Olive Garden created quite a buzz earlier this fall when the Orlando, Fla.-based restaurant chain announced the return of its popular Never Ending Pasta Bowl promotion with an added caveat: Never Ending Pasta Bowl Pass. Olive Garden sold 1,000 “Pasta Passes” on-line for $100, giving people the opportunity to receive unlimited pasta, pasta toppings and Coca-Cola soft drinks from Sept. 22 through Nov. 9.

Shortly after the Pasta Passes went on sale, many began popping up on on-line auction site eBay for multiples of the original $100 purchase price. The heightened demand surely left manufacturers in the dry pasta category wondering if there is something they can do to spur sales in what has been a sluggish segment.

In the 52 weeks ended Oct. 5, dollar sales in the spaghetti/macaroni/pasta (no noodles) category totaled $1,896,752,000, down 1.2% from the same period a year ago, according to Information Resources, Inc., a Chicago-based market research firm. Unit sales fared only slightly better, posting an increase of 0.36% in the period, to 1,453,772,160.

Barilla broadens lineup

Barilla America, Inc., Bannockburn, Ill., with a strong 30% share of the dry pasta, non-noodle market, managed to squeeze out a 0.50% year-over-year dollar sales gain on a 1% increase in unit sales. The base Barilla brand, with dollar sales of $522,568,000, improved nearly 3% during the 52 weeks ended Oct. 4, which helped offset a 19% decline in dollar sales for the Barilla Plus brand.

Meanwhile, Barilla Veggie, featuring 1 full serving of vegetables per 3.5-oz portion, was recognized by Better Homes and Gardens as the “Best New Pasta” for 2014 in its nationwide survey of 80,000 participants. Made with freshly pureed in-season vegetables, Barilla Veggie is available in Barilla Veggie Elbows, Barilla Veggie Penne (freshly pureed tomatoes and carrots), Barilla Veggie Rotini (freshly pureed spinach and zucchini), Barilla Veggie Spaghetti and Barilla Veggie Thin Spaghetti.

The company also has launched Barilla Collezione Regional Specialties, a line of five new pasta shapes and Barilla’s signature tortellini and tortelloni, inspired by the regions of Italy. And Barilla continues to gain traction in its gluten-free line, which launched in select U.S. grocery stores in September 2013, with national availability beginning earlier this year. Made with a combination of non-bioengineered corn and rice, the pastas are produced in a dedicated gluten-free facility in Italy.

Private label push

Private label also plays a prominent role in the pasta category. With dollar sales of $516,374,784, private label was nearly on par with Barilla’s non-noodle dry pasta sales during the 52 weeks ended Oct. 4, according to I.R.I. Although dollar sales were down 2.5% year over year, there could be a reversal in store with the growing number of players in the category.

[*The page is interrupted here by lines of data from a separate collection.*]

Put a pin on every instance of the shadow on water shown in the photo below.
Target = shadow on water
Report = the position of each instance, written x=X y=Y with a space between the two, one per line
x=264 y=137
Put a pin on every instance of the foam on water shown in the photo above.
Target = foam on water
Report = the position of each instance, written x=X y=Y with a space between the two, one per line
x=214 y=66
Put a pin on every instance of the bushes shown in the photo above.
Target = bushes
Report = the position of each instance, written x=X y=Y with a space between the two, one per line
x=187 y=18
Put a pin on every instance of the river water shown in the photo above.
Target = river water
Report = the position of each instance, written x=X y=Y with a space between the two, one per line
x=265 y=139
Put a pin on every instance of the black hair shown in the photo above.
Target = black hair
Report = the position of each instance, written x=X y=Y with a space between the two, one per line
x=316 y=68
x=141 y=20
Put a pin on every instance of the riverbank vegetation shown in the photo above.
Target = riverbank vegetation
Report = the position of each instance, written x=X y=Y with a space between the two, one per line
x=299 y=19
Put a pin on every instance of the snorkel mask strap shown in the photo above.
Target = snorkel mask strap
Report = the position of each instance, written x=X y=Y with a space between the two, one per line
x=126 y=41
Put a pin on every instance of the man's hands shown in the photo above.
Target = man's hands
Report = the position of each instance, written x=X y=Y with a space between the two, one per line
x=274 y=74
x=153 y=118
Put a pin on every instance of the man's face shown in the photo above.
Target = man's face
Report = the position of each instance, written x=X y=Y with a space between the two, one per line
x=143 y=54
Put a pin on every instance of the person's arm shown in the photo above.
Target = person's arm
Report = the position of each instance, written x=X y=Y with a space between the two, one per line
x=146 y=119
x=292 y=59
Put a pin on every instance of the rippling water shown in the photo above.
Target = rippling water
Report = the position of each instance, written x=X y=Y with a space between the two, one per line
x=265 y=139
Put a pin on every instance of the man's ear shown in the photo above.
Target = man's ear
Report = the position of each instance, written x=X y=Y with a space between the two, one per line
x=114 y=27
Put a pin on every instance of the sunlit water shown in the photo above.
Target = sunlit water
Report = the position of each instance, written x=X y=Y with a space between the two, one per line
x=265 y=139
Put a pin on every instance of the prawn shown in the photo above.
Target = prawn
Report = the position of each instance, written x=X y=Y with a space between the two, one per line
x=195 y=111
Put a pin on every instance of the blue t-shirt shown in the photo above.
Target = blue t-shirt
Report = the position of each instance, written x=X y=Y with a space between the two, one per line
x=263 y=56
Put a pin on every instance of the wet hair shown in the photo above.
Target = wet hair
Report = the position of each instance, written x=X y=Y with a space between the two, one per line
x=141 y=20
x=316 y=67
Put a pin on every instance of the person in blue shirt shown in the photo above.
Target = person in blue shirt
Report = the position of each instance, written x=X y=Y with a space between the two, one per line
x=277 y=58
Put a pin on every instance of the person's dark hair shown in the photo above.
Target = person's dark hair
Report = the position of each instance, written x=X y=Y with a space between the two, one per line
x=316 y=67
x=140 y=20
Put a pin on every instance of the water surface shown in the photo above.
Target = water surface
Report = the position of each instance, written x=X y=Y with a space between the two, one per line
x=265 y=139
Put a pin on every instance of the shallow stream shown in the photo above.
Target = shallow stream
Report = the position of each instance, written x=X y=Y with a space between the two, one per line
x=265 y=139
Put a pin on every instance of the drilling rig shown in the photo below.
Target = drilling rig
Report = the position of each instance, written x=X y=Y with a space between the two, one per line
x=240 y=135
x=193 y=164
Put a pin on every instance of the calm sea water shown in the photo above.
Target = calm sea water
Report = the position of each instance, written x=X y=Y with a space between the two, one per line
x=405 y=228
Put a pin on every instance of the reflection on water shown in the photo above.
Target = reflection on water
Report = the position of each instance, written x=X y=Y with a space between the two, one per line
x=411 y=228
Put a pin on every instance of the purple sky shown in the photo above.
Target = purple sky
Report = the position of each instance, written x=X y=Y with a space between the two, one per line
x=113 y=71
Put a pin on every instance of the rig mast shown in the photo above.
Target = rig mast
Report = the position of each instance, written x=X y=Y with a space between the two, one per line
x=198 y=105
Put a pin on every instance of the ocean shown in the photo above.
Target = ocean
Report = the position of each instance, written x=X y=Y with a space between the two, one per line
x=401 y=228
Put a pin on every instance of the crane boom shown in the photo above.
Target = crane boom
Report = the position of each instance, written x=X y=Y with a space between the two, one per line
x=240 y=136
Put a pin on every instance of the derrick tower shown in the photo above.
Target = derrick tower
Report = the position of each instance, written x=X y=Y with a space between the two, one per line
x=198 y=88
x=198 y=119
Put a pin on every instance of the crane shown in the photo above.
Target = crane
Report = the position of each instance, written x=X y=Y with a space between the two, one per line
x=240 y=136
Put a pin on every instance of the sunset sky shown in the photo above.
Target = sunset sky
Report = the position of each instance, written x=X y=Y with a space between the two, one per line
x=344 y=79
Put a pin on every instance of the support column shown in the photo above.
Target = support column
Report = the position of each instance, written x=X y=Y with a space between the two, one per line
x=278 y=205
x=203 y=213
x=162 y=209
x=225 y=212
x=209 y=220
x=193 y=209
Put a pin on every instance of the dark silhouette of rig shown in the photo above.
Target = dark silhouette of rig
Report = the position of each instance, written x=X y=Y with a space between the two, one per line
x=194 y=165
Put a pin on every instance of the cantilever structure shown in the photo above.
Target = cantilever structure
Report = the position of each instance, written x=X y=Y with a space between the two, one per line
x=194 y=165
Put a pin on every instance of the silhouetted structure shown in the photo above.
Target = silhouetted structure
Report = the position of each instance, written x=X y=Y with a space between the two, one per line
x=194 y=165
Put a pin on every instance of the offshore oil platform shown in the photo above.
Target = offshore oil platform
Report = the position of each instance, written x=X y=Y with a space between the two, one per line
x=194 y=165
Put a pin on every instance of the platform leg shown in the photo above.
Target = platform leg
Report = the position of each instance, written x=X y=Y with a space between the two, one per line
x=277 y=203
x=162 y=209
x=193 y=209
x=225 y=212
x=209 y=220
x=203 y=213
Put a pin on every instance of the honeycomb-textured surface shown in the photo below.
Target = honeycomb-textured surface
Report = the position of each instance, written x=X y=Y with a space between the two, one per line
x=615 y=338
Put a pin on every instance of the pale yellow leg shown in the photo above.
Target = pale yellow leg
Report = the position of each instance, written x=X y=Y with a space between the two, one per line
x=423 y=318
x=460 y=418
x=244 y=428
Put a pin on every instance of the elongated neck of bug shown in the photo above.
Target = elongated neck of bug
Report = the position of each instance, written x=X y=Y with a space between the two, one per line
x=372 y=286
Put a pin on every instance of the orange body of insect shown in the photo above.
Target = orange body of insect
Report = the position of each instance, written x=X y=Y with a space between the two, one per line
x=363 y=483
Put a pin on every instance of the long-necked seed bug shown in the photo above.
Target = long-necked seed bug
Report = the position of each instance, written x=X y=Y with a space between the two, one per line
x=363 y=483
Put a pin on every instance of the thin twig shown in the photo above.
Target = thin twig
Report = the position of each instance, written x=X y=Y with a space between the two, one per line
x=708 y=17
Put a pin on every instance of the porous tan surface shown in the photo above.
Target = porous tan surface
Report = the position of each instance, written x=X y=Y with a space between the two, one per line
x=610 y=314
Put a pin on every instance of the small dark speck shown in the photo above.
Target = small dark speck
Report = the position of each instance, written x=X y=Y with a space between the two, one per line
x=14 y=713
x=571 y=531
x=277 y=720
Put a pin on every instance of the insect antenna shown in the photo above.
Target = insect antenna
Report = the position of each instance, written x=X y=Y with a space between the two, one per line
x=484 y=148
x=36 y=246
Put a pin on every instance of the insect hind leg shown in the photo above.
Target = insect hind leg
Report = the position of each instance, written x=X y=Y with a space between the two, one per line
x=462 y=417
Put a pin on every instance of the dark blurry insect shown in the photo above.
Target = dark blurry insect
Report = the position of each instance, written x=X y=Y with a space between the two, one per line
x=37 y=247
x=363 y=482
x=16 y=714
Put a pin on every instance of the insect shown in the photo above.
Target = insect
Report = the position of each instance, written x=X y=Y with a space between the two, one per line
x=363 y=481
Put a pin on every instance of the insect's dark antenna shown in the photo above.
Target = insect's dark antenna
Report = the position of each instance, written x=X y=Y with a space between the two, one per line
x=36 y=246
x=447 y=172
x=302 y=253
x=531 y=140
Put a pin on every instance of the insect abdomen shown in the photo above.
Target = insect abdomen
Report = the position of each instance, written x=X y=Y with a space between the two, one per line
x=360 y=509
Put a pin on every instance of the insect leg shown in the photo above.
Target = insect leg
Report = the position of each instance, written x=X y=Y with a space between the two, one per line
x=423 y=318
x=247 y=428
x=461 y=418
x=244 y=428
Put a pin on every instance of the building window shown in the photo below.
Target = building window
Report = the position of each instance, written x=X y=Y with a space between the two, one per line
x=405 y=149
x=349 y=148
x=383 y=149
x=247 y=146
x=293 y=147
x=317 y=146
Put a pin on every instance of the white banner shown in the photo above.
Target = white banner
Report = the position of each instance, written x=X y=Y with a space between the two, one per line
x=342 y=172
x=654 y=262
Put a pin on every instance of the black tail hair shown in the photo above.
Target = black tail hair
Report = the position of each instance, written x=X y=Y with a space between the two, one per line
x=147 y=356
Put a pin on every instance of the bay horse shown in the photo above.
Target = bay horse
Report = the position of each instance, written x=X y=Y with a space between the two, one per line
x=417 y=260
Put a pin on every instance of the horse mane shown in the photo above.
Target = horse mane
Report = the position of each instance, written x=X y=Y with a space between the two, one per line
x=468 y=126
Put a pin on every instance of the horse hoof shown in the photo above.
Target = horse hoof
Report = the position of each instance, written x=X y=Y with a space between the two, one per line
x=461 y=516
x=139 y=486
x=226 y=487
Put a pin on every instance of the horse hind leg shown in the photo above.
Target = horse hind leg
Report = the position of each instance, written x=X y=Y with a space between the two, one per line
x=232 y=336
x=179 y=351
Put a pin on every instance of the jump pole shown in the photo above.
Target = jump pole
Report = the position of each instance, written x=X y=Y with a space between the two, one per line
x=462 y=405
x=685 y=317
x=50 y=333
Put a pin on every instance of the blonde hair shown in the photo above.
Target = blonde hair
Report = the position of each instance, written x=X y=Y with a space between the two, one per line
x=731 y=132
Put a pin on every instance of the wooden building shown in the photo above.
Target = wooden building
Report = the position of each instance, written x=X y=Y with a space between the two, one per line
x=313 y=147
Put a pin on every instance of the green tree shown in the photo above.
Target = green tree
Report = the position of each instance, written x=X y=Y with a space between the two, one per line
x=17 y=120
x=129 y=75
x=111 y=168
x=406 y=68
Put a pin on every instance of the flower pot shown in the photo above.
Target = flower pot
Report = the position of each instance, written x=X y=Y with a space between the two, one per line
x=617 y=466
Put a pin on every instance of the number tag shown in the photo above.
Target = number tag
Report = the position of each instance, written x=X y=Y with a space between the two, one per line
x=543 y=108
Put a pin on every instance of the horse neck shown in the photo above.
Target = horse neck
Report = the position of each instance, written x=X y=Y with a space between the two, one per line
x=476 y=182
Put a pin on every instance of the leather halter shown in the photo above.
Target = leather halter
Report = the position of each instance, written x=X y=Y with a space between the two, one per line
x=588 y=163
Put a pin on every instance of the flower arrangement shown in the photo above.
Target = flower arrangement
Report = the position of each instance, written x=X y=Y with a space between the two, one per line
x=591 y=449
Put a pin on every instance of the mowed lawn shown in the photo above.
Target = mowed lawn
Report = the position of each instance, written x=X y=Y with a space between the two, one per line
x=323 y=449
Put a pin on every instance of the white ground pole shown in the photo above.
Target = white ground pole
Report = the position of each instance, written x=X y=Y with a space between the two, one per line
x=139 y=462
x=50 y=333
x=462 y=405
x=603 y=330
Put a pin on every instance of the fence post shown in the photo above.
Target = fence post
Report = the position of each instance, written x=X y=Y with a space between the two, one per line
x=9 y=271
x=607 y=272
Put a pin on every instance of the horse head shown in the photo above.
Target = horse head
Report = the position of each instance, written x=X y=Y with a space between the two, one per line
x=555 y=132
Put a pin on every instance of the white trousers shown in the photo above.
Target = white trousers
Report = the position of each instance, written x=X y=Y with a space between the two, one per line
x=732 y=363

Pasta is among the items that will be offered as part of Price First, a new opening price point private label line that is set to debut nationally in Wal-Mart U.S. stores in the coming months. And earlier this month, Aldi, Inc., Batavia, Ill., made its gluten-free brand LiveGfree a permanent addition to its shelves. The line features 17 items, including penne, fusilli and brown rice spaghetti.

“Store brands have moved far beyond cheap generic knock-offs to become trusted, quality lines that can compete effectively with national brands,” said David Sprinkle, research director for Packaged Facts. “They usually have higher profit margins for retailers than name brands, help differentiate a retailer from competition, and help build consumer loyalty.”

Private label accounted for almost a fifth of the $530 billion total food and beverage market dollar sales in 2013. In its report “Private label foods & beverages in the U.S., 8h edition,” Packaged Facts estimated retail dollar sales of private label food and beverages were $102 billion in 2013, up about 2%. Food products accounted for approximately 80% of the private label segment’s sales.

New World relies on Ronzoni

New World Pasta Co., Harrisburg, Pa., continues to tout its gluten-free pasta under the Ronzoni brand. Its gluten-free spaghetti, penne rigate and rotini each contain 19 grams of whole grain and 200 calories per serving. The pasta is low in fat and sodium- and cholesterol-free. It is produced in a dedicated gluten-free facility and is available at select U.S. grocery stores.

Non-noodle dry pasta dollar sales at New World dipped 2% in the 52 weeks ended Oct. 4, but unit sales increased nearly 1%. The company’s Ronzoni, Skinner and Prince brands all performed well over the past year, helping offset some of the declines in the Creamette, San Giorgio, Ronzoni Healthy Harvest and Ronzoni Smart Taste brands.